The Cognitive Scientist is the thinker in terms of appreciating the science behind the effectiveness of the technical and designed solutions.They have the visual perception understanding to inform how the eye and the brain work most effectively and efficiently. They also have clear know-how about principles or theories like the ‘Gestalt Laws’, are familiar with colour theories, well versed in Human Computer Interaction issues etc.

They also can inform the design process in relation to the complexities of how the mind works in terms of memory, attention, decision-making and behavioural change.

The Communicator is the negotiator. With their hard hat they act as the client-customer-designer gateway informing all parties of the respective needs, feedback loops and progress updates.They need to be able to articulate and explain matters to different types of people, technical and non-technical, and be capable of managing expectations and relationships.

They need to be close to all stages of the process, understanding requirements, appreciating restrictions, recognising possibilities and then ultimately launching, publicising and showcasing the final work.

This role is simply the manager, the person who does much to pick up many of the unpopular duties to bring the whole project together. They manage the process and look after the project’s progress, ensuring it is cohesive, on time and on message.They understand the brief, recognise the parameters of the project as identified by the Initiator but also identify others of their own such as the inherent pressures (time, editorial), the rules surrounding the work (visual identity, layout restrictions), the capabilities of the available technical resources and, critically, the people management side.
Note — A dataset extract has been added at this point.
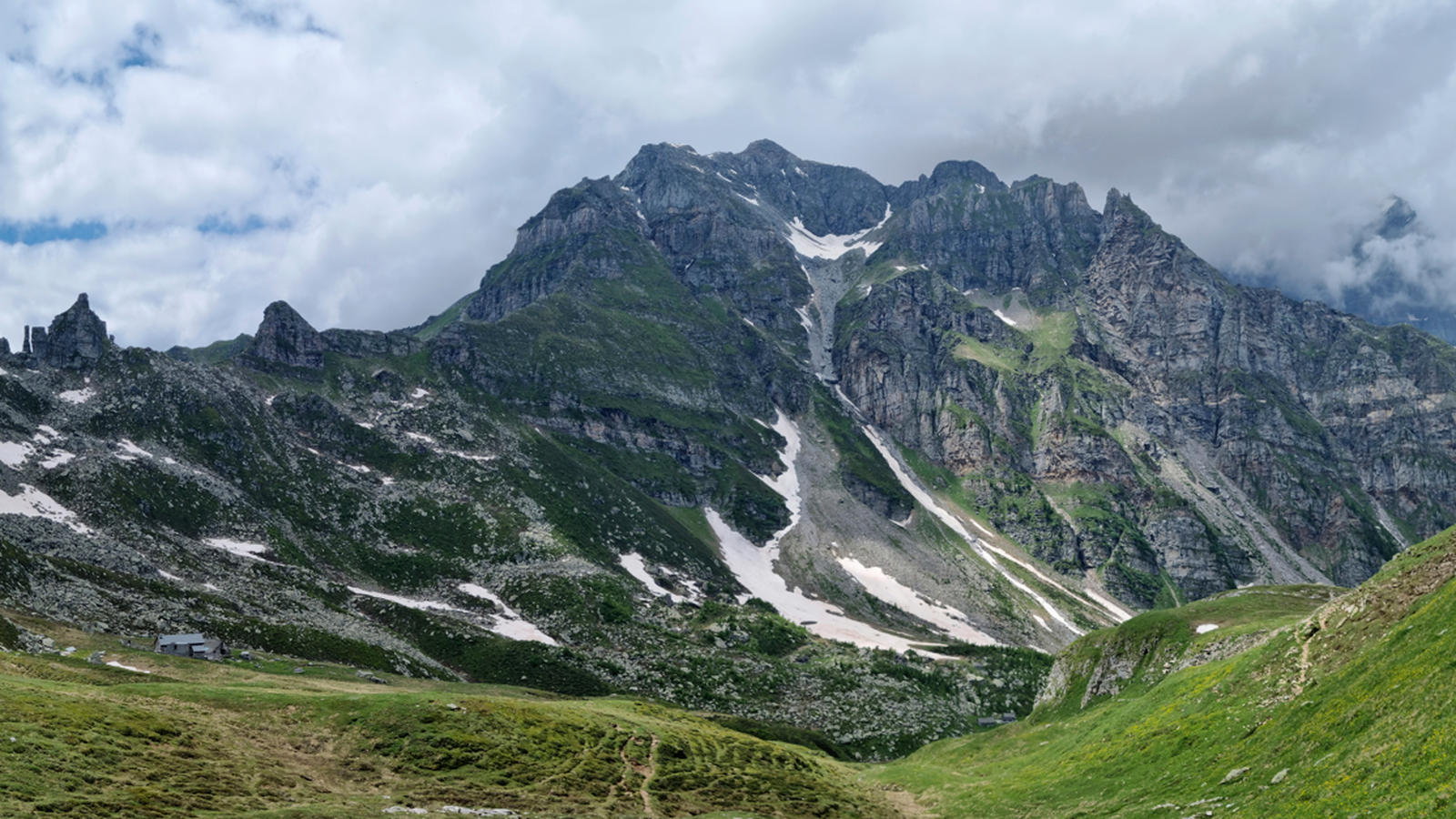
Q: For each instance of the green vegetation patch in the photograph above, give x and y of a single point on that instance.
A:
(1295, 705)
Ultimately, this role or mindset is required to ensure things get finished, they need an eye for detail, the commitment and patience to check everything and should also be concerned with integrity matters like visualisation/statistical ethics.

Summary

If we take a look at how the relevance of these mindsets and duties surfaces at different points of a typical visualisation design process, we can see the importance of being able to manage your focus and perspective according to the stage of your progress.
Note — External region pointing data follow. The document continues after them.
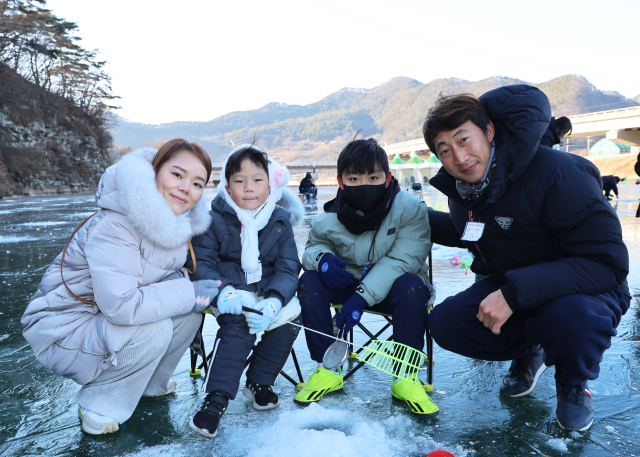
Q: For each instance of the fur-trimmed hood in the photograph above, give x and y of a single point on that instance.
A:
(129, 188)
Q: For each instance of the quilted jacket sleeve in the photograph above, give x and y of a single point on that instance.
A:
(114, 259)
(206, 248)
(287, 268)
(595, 260)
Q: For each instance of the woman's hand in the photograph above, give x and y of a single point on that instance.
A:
(205, 290)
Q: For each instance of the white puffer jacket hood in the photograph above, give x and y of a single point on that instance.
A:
(120, 259)
(129, 187)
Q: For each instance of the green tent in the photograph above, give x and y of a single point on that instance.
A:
(606, 147)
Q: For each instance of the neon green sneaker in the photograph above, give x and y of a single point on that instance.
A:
(413, 394)
(321, 382)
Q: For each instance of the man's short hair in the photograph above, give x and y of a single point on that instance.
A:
(449, 113)
(362, 156)
(234, 162)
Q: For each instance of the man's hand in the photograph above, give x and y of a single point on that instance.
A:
(494, 311)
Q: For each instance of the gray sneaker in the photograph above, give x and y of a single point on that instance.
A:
(96, 424)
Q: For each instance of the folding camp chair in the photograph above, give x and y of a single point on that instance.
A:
(353, 355)
(197, 349)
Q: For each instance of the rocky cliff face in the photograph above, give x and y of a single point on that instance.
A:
(47, 144)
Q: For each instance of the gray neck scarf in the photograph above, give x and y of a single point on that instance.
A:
(472, 191)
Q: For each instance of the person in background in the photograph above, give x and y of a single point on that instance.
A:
(249, 247)
(122, 311)
(539, 227)
(366, 251)
(308, 187)
(610, 183)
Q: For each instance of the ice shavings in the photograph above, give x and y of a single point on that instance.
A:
(316, 430)
(558, 444)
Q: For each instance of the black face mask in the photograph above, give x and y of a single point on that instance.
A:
(364, 198)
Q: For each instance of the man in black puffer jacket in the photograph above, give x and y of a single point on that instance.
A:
(539, 227)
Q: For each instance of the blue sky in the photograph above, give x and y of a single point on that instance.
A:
(196, 60)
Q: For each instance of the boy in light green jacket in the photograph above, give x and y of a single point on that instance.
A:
(367, 250)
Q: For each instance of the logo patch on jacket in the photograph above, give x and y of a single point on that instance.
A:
(504, 222)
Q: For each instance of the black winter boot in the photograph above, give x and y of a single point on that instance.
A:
(262, 395)
(207, 419)
(524, 373)
(575, 407)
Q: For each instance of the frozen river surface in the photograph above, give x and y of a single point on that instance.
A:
(38, 409)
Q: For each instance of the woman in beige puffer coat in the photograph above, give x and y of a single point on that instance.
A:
(128, 310)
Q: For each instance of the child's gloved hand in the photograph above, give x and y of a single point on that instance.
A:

Too often we see examples of work where there has been an immediate rush to produce a pre-conceived design or an excitable technical solution without all the preparatory work undertaken beforehand and the discipline to treat the project with the thoroughness of thought required.

Similarly, we see plenty of works that look like they could have been capable of providing really fascinating insights. They ask the right questions and seemingly tell the right stories but the technical execution, whether through an interactive design or illustration, is ultimately flawed and undermines the whole piece.
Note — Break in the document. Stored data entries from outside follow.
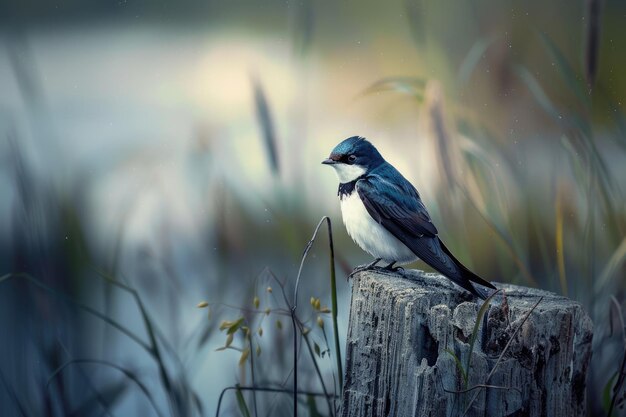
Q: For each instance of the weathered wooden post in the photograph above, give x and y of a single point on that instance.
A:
(405, 326)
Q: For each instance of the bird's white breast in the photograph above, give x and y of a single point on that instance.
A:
(371, 236)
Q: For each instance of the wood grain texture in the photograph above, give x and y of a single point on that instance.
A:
(402, 323)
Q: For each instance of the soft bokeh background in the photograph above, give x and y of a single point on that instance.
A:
(175, 147)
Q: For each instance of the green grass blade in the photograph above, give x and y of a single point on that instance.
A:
(565, 69)
(472, 59)
(479, 319)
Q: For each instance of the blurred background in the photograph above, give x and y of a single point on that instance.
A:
(155, 155)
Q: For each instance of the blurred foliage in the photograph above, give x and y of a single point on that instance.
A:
(142, 171)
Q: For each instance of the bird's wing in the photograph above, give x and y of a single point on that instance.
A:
(399, 204)
(399, 209)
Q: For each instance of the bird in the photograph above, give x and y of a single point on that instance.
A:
(384, 215)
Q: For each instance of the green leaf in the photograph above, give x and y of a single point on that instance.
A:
(241, 403)
(459, 365)
(235, 326)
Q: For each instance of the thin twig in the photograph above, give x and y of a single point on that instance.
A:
(506, 347)
(263, 389)
(463, 391)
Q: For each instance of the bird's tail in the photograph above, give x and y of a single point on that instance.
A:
(468, 276)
You could easily argue about some of the labels and descriptions of how the mindsets and duties have been carved up and allocated but hopefully you will be able to appreciate the many varied responsibilities that anyone delivering a data visualisation solution needs to demonstrate, regardless of whether this is an individual or collaborative design process.

Finally, it will help you recognise where you fit it in to the spectrum of duties and responsibilities, helping you identify your strengths and your weaknesses accordingly. You may then choose to address these weaknesses personally or plug the gaps with support from others.